Я полезла в ранец за чистой майкой и наткнулась на свой блокнот. Первый год я постоянно что-то строчила, пытаясь не забывать хоть что-то из прошлой жизни. Конечно, не вести дневник с опасными признаниям мозгов хватило. Так, в основном отрывки из треков, которые когда-то нравились.
В руках автомат, потому что солдат.
Блестят ордена, потому что война.
Вернулся домой, потому что герой.
Вернулся домой живой.
Это тишина и солнца свет
Вдруг сказали: «Смерти больше нет».
Просто солнца свет и тишина
Вдруг сказали: «Кончилась война!»
Вернуться домой… А где он, тот дом? По-настоящему вернуться мне уже вряд ли светит. Поначалу у меня были мыслишки, что я валяюсь в коме и как бы зависла между небом и землёй, и как бы это обратимо, но, видимо, нет. Прошло уже больше года. Столько в больницах не держат, во всяком случае у нас в России. Я ведь не дочь олигарха. Палаты с ИВЛ и прочей лабуденью стоят овер до хрена. Так что даже если я и была в коме, меня уже давным давно отключили от всех аппаратов и благополучно похоронили. А вот интересно, выпади мне сейчас возможность каким-то чудом вернуться в свое время, я бы этим воспользовалась? Дурацкий вопрос, и ответ на него у меня такой же.
— Рени…
— А? — я быстро убрала блокнот обратно.
Благо, можно не опасаться, что Фридхельм прочитает мои писульки. Он бы не стал нарушать личные границы.

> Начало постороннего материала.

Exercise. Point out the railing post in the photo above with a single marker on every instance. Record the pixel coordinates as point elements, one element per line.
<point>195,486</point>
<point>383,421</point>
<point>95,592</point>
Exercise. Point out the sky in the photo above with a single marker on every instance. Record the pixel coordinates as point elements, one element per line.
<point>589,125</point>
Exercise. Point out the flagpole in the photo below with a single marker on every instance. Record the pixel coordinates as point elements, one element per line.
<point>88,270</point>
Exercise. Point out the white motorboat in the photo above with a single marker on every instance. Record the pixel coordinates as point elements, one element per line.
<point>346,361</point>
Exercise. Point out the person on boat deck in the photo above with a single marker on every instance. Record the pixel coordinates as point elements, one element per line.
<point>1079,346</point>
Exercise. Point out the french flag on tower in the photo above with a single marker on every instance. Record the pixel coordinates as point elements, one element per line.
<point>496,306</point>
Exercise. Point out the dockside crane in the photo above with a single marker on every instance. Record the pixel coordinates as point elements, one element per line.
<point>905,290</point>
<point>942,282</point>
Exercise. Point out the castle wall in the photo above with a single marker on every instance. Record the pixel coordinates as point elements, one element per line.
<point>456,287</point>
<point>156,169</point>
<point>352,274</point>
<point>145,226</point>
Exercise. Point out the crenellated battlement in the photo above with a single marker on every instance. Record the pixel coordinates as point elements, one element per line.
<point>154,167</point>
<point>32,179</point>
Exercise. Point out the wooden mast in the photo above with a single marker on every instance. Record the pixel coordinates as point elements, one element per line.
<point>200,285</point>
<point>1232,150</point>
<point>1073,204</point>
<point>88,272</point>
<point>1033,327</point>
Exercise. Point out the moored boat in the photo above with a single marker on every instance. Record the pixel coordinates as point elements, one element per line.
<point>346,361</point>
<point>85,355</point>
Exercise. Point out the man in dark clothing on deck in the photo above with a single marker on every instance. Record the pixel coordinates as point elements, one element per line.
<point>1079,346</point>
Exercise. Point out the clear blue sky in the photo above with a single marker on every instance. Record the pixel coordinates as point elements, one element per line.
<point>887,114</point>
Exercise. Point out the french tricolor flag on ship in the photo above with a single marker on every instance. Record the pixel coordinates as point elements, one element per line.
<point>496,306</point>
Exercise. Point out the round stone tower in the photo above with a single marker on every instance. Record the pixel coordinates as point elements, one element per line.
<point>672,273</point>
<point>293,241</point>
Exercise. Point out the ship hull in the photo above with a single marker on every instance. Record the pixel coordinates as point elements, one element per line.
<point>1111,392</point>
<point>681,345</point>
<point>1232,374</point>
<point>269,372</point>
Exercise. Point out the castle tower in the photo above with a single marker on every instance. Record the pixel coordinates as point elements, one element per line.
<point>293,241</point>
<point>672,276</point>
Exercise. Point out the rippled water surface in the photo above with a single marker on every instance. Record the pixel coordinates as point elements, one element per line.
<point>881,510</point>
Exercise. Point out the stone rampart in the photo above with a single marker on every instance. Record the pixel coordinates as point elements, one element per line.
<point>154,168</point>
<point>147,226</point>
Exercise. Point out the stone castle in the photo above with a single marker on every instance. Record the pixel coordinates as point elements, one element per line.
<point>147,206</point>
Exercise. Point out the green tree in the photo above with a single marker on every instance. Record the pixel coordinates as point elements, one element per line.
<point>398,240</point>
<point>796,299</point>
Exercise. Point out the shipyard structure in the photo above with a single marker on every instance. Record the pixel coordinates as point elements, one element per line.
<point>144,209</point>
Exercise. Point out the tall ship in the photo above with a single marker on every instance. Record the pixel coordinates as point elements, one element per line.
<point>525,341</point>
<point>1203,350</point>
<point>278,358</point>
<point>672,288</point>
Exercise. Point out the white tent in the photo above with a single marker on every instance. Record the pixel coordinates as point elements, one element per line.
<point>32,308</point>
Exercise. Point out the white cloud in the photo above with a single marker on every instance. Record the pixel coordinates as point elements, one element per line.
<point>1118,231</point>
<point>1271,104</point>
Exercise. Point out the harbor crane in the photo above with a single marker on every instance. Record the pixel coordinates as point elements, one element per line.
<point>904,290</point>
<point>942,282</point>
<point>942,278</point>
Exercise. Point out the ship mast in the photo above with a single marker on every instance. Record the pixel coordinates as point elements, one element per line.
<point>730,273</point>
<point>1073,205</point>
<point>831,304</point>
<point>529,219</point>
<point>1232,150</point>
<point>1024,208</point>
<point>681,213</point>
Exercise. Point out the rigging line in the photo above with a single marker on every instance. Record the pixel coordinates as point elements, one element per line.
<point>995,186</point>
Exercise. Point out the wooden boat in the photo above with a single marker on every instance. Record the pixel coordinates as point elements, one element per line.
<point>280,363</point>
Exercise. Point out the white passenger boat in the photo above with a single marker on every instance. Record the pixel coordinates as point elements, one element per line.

— Я спрашиваю, ты ложишься?
Я выключила свет и юркнула под одеяло.
— Иногда мне кажется, что тебя здесь нет, — Фридхельм нежно обнял меня со спины. — Ты вроде и рядом, но бесконечно далека от меня.
— Я всегда рядом, — прошептала я и повернулась, находя губами его губы.
Жаль, что я не могу рассказать, что он — единственное, что меня держит в этой реальности. Что я уже десятки раз готова была сложить лапки и сдаться. Что, когда кажется, что мир окончательно рухнул, и я не вывожу, и гори оно всё огнём, эту чужую жизнь, в которую меня засунули, спасает только наша любовь.